Selenskyj: Gebiete nur diplomatisch zurückzubekommen

Er gab demnach in einem Interview zu, dass es für sein Land schwierig sei, die besetzten Gebiete vollständig militärisch zurückzuerobern. "Unsere Armee ist dafür nicht stark genug. Das stimmt", zitierte die Agentur Selenskyj. "Wir müssen diplomatische Lösungen finden."
"Es wird keine Kapitulation geben"
Solche Schritte könnten aber nur in Erwägung gezogen werden, "wenn wir wissen, dass wir stark genug sind". Mit Blick auf die Rückkehr von Donald Trump ins Weiße Haus sagte er, der designierte US-Präsident und dessen Mitarbeiter würden den "Siegesplan" der ukrainischen Regierung prüfen. Sie wüssten, dass er darauf ausgerichtet sei, die Ukraine in eine "starke Position" zu bringen, damit Diplomatie stattfinden könne. Er gehe davon aus, dass es weitere Gespräche mit Trump geben werde, um "bestimmte Dinge detaillierter" zu erklären. "Aber es wird keine Kapitulation seitens der Ukraine geben. Das ist eine Tatsache, und ich denke, dass er das versteht."

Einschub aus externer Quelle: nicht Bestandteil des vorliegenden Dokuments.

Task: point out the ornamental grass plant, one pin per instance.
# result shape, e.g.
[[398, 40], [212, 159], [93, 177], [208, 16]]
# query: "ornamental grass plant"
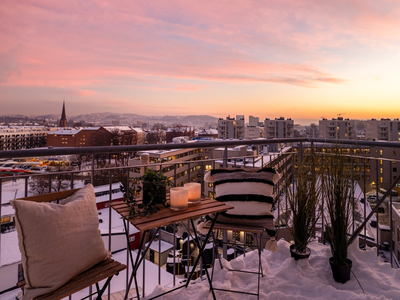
[[337, 193], [303, 193]]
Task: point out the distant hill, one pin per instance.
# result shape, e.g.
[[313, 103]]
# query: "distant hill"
[[133, 119]]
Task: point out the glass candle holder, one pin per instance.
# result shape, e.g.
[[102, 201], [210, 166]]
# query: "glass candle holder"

Stoltenberg: Gebiete "nicht für immer aufgeben"
Auch der frühere NATO-Generalsekretär Jens Stoltenberg hält vorübergehende Gebietsabtretungen der Ukraine an Russland für eine Option, um ein schnelles Ende des Krieges zu erreichen. "Wenn die Waffenstillstandslinie bedeutet, dass Russland weiterhin alle besetzten Gebiete kontrolliert, heißt das nicht, dass die Ukraine das Gebiet für immer aufgeben muss", sagte der künftige Vorsitzende der Münchner Sicherheitskonferenz (MSC) dem Portal "Table.Briefings". Wichtig sei, dass die Regierung in Kiew im Gegenzug für vorübergehende Gebietsabtretungen Sicherheitsgarantien erhalte, sagte der Norweger. Das könnte die NATO-Mitgliedschaft sein, es gebe aber auch "andere Möglichkeiten, die Ukrainer zu bewaffnen und zu unterstützen".

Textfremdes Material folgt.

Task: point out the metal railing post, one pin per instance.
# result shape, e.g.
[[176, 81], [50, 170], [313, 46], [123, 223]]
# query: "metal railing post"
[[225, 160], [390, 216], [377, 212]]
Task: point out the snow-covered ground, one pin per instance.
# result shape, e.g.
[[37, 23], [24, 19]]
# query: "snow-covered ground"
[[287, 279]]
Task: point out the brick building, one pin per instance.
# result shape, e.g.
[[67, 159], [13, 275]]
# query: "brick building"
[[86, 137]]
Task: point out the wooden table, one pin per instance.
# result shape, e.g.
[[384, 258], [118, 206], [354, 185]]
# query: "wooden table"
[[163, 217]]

Selenskyj-Forderung nach NATO-Schutzschirm
Stoltenberg unterstützte Selenskyjs Forderung, bei einem Waffenstillstand keine Gebiete an Russland abzutreten, hält dies aber mit Blick auf die militärische Lage in der Ukraine derzeit für wenig wahrscheinlich: "Wir brauchen eine Waffenstillstandslinie, und natürlich sollte diese Linie idealerweise alle Gebiete einschließen, die Russland derzeit kontrolliert. Wir sehen aber, dass das in naher Zukunft nicht unbedingt realistisch ist", sagte der ehemalige NATO-Generalsekretär.
NATO-Schutz für kontrollierte Teile des Landes gefordert
Der ukrainische Präsident Wolodymyr Selenskyj hatte am Freitag von den westlichen Verbündeten NATO-Schutz für die von Kiew kontrollierten Teile des Landes gefordert - und Bereitschaft signalisiert, mit der Rückerlangung der russischen besetzten Gebiete zu warten. "Wenn wir die heiße Phase des Krieges beenden wollen, sollten wir das Gebiet der Ukraine, das wir kontrollieren, unter einen Nato-Schutzschirm stellen", sagte Selenskyj im britischen Fernsehsender "Sky News". "Das muss schnell passieren und dann kann die Ukraine die übrigen Teile ihres Territoriums auf diplomatische Art und Weise zurückerlangen", fügte der ukrainische Präsident hinzu.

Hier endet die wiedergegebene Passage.